Without AI, data discovery associated with automation is mostly limited to structured processes and structured data. Unstructured data is inherently noisy and usually slows down the automation process. With the use of machine learning (ML), models are produced to cut through, tease out and detect patterns in the noisy data. For example, with a properly trained classifier model, unstructured documents can be “structurally classified” as an invoice or insurance claim. Similarly, alerts from an IT system can be grouped and matched to a specific trouble ticket. With AI, the discovery process is no longer blocked by lack of structure; it uses AI intelligently to move from discovery to decision making.

For a deeper explanation of the nuances between different types of AI technologies, see “AI vs. Machine Learning vs. Deep Learning vs. Neural Networks: What’s the Difference?

Decide

Combine the precision of IT automation with well-defined methodology of business automation so you can automate faster and with more accuracy in both IT and business.

AI-powered Automation aims to comprehensively provide a converged business and IT automation system that operates across a broad range of labor types, including business workers, solution architects, software engineers, IT operations, SRE, security and compliance engineers. By discovering data patterns across business and IT, decision-making can now be more impactful versus systems that are siloed to specific parts of an enterprise. An example of this is to correlate activity across software development and IT operations. In this case, changes to source code and configuration during development can be matched against incidents happening in a running IT system to predict risk associated with future changes to that code or configuration. By applying AI to automation, we are greatly improving the speed with which an enterprise can react to new patterns discovered.

Act

Engage software bots more naturally and collaboratively so engagements become more self-service and productive.

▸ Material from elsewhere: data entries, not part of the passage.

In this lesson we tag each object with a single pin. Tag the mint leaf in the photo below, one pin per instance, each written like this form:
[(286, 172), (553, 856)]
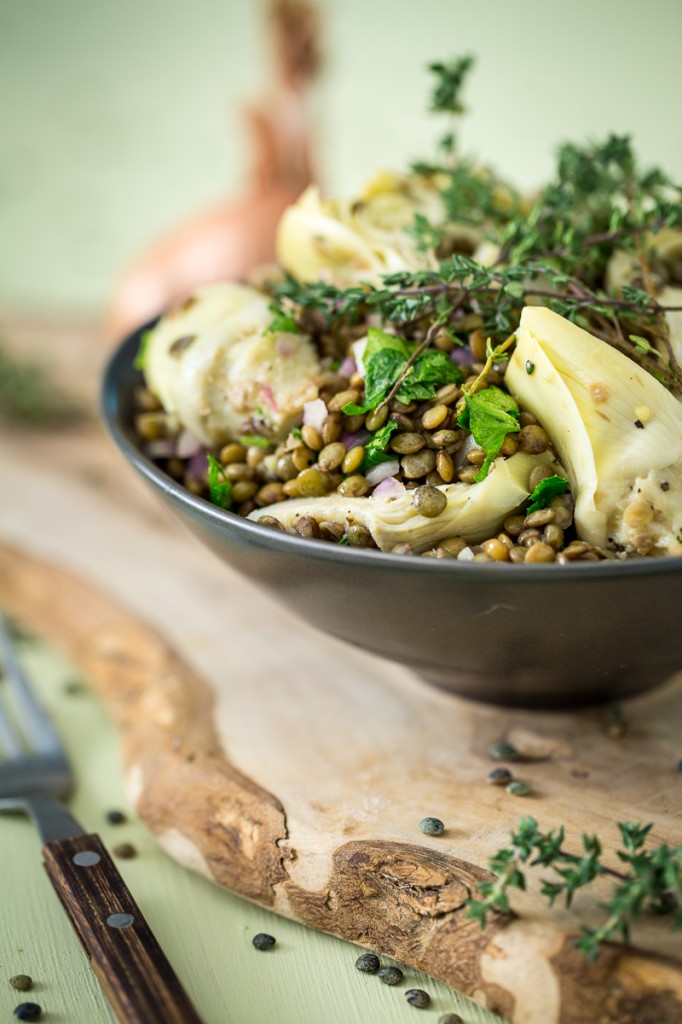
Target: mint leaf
[(139, 363), (374, 450), (378, 340), (430, 371), (491, 415), (219, 486), (284, 324), (546, 491)]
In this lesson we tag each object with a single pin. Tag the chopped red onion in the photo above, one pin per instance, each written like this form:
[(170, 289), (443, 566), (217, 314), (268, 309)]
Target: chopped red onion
[(382, 471), (187, 444), (314, 414), (390, 487)]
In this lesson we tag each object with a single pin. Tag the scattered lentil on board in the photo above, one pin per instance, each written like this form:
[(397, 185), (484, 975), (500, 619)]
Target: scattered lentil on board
[(28, 1012), (417, 997), (431, 826), (390, 975), (125, 851), (504, 752), (518, 788), (368, 963)]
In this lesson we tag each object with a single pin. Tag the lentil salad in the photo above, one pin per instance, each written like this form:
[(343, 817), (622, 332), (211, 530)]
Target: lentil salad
[(430, 368)]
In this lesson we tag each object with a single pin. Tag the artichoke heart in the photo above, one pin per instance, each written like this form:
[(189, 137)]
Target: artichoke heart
[(616, 429), (214, 364), (474, 511), (665, 259)]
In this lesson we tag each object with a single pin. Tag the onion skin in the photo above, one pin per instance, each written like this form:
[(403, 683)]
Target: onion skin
[(228, 241)]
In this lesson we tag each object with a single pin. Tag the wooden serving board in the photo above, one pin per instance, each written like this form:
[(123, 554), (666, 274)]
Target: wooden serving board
[(294, 770)]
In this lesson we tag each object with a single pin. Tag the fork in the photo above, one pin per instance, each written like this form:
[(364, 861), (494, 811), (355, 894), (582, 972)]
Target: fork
[(131, 967)]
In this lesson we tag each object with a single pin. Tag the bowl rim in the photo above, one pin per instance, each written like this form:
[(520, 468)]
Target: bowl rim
[(121, 359)]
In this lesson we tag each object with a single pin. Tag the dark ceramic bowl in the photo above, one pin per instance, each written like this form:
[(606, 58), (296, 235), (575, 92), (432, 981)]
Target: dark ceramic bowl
[(544, 636)]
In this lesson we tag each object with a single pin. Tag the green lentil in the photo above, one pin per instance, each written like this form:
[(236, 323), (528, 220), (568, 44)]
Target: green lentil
[(432, 826), (418, 464), (445, 467), (504, 752), (332, 456), (312, 482), (368, 963), (435, 417), (352, 460), (429, 501), (408, 442), (417, 997), (518, 788), (390, 975), (311, 437), (22, 982)]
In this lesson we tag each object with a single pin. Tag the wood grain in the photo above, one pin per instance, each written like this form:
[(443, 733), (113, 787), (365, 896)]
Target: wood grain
[(398, 897), (130, 965)]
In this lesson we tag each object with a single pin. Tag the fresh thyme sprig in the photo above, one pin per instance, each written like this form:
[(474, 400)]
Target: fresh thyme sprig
[(650, 881)]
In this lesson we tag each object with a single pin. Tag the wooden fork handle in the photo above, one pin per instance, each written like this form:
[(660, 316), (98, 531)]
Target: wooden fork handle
[(132, 968)]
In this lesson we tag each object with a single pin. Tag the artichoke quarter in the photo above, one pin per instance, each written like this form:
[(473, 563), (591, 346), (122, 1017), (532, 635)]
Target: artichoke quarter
[(616, 429)]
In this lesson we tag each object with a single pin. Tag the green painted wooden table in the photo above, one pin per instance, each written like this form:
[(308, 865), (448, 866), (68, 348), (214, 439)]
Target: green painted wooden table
[(206, 932)]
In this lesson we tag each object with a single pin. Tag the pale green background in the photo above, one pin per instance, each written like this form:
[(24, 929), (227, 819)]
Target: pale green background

The automation process is further differentiated in how automated actions are carried out. The gold standard in automating actions is robotic process automation (RPA) technology. With power from AI, we are evolving RPA from simple robotic scripts to becoming a tech that is more like a digital twin in the workplace. A digital twin is a virtual model of a process, product or service. This pairing of the virtual and physical worlds allows actions to be simulated in order to head off problems before they even occur, prevent downtime, and develop new opportunities. Furthermore, Automation 2.0 uses advanced natural language processing to produce a more collaborative relationship between AI and employees to produce a hybrid-workforce.

Optimize

Predict potential incidents earlier so systems can proactively resolve issues before they impact normal operations.

Optimizations are continuously applied during discover, decision and action phases, capitalizing on new insights to autonomously enhance business and IT operations through closed-loop feedback. In Automation 2.0, optimizations move beyond reactive to predictive and proactive. With an end-to-end view of data across business and IT, AI-powered Automation can anticipate fluctuations and help avoid overreacting. For example, by combining structured and unstructured properties of historical change and incident records from enterprise IT, linkages can be extracted between change-incidents to create empirical evidence as new inputs to a change risk model. As new changes are being rolled out by IT, real-time proactive alerts can be issued based on predictions that illustrate why these changes are high-risk based on past evidence. Gartner Market Guide for AIOps platforms declares this proactive style of risk management as the most sophisticated stage of automation.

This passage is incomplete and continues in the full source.